Rabbi Netanel Ben Maas is a Chabad-Lubavitch representative in the town of Mikhmoret, Israel, a small seaside moshav located north of Netanya.
Like most Israeli citizens, Netanel served his mandatory tour of duty as an enlisted soldier in the IDF, and remained in the IDF Reserves, available for callup in case of any emergency.
On October 7, 2023, he was called up.
He and two of his brothers were called to the Shura base, where the bodies of the deceased were prepared for final honors and Jewish burial. For Netanel, a military cantor, “The first days after the massacre were utter chaos.” The rabbi officiated at funeral after funeral, making call after call to bereaved families in a country awash with grief and horror.

The horror, the tragedies and the trauma were relentless. He recalls the day a Namer armored personnel carrier was destroyed leaving no survivors and twenty families plunged into deep mourning.

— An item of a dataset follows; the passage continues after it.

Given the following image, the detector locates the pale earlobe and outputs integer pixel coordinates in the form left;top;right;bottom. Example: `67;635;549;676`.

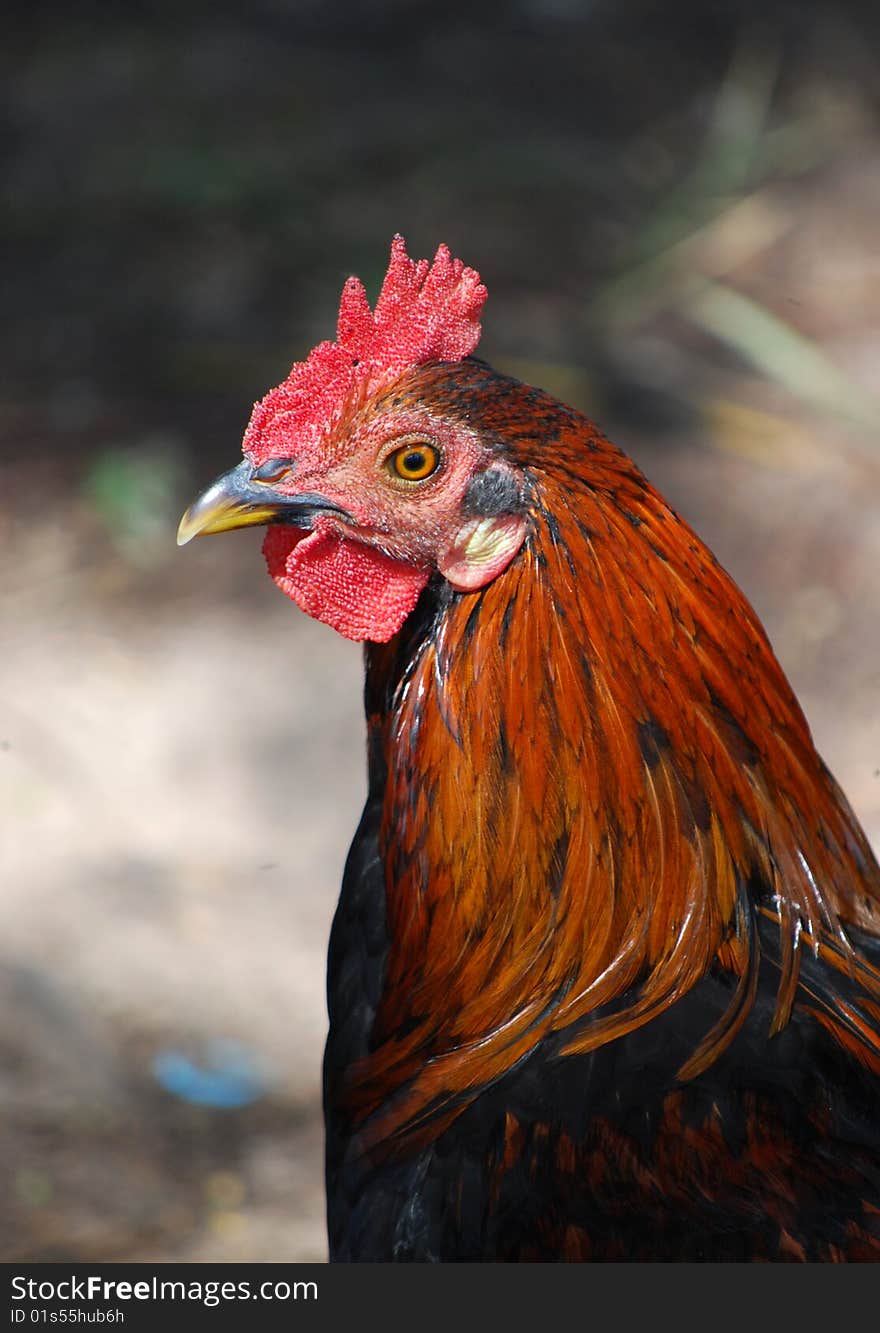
438;514;527;591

After accompanying dozens of families through their grief — at the shivah, the thirty-day memorial, the eleven month conclusion of Kaddish recital, and the yahrtzeit memorial — Netanel began to notice a pattern. “At every ceremony, when mentioning the name of the soldier, we must also mention their rank. And I noticed that most of the soldiers we were burying were officers. I didn’t understand why, until I asked a friend of mine from the moshav – a lieutenant colonel. He looked at me and simply said: ‘Don’t you know? In the IDF the officers are always at the front. They are the tip of the spear, the first to charge.’”

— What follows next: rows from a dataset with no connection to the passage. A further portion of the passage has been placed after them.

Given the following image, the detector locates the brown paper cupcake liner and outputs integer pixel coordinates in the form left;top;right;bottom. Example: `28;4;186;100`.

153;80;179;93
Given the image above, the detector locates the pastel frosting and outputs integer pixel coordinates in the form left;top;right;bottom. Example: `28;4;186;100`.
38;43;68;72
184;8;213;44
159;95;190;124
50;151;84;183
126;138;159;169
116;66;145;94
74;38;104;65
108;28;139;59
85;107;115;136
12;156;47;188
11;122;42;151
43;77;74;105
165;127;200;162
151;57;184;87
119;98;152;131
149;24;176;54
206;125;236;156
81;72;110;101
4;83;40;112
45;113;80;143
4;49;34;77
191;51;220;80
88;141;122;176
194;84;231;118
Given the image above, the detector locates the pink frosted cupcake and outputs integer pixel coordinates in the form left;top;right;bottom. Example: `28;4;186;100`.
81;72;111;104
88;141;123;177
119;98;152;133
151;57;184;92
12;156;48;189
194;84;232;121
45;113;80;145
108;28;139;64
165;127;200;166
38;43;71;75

The idea resonated with the Chabad emissary. Netanel chose to enroll in an IDF officer’s course. It was a learning curve for the rabbi, but he adjusted quickly, training in counter-terrorism, night navigation, shooting ranges, and the additional responsibilities that come with being an officer.

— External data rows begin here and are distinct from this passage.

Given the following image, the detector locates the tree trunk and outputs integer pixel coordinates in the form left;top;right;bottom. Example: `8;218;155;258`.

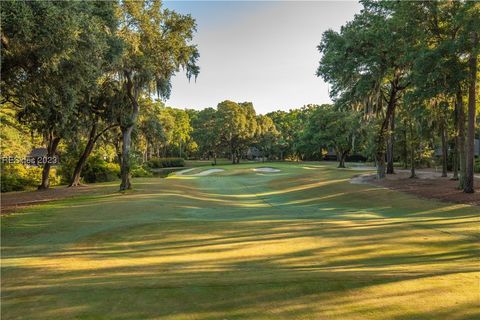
410;145;416;179
338;151;347;168
119;126;133;191
69;123;116;187
376;85;397;179
440;120;448;178
113;134;123;167
409;122;416;179
387;108;395;174
457;90;466;188
69;122;97;187
403;122;408;169
464;32;477;193
119;71;140;191
38;136;61;190
452;140;459;180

Upon completing their training, he and five other Chabad-Lubavitch emissaries were sworn in as officers in the IDF.
Of the roughly 90 Chabad rabbis who serve in the IDF, twenty are at the rank of seren — captain — or higher. They serve in various reserve and active-duty branches, including the military rabbinate or other divisions. They do what miluim’niks — reservists — across the country do: balancing their year-round obligations — in this case, to their families and their communities — with their drive to serve their fellow Jews serving in the military.
Rabbi Gershon Shnur is a Chabad-Lubavitch emissary in Ganei Tikva, a city in central Israel. He works for the Home Front Command, accompanying search-and-recovery elements to ensure the deceased are brought to burial in accordance with Jewish law.
“My work as a shliach and the rabbi of a large community, and my years of experience allow me to share my knowledge with fellow soldiers,” Rabbi Shnur said. For young soldiers — many in their late teens — having mature rabbis working alongside them can offer meaningful support.
And for the rabbis–whether wearing their rabbinic garb or army fatigues, the idea is the same. “It’s about responsibility, courage, and the willingness to stand at the front for others–to be the tip of the spear.”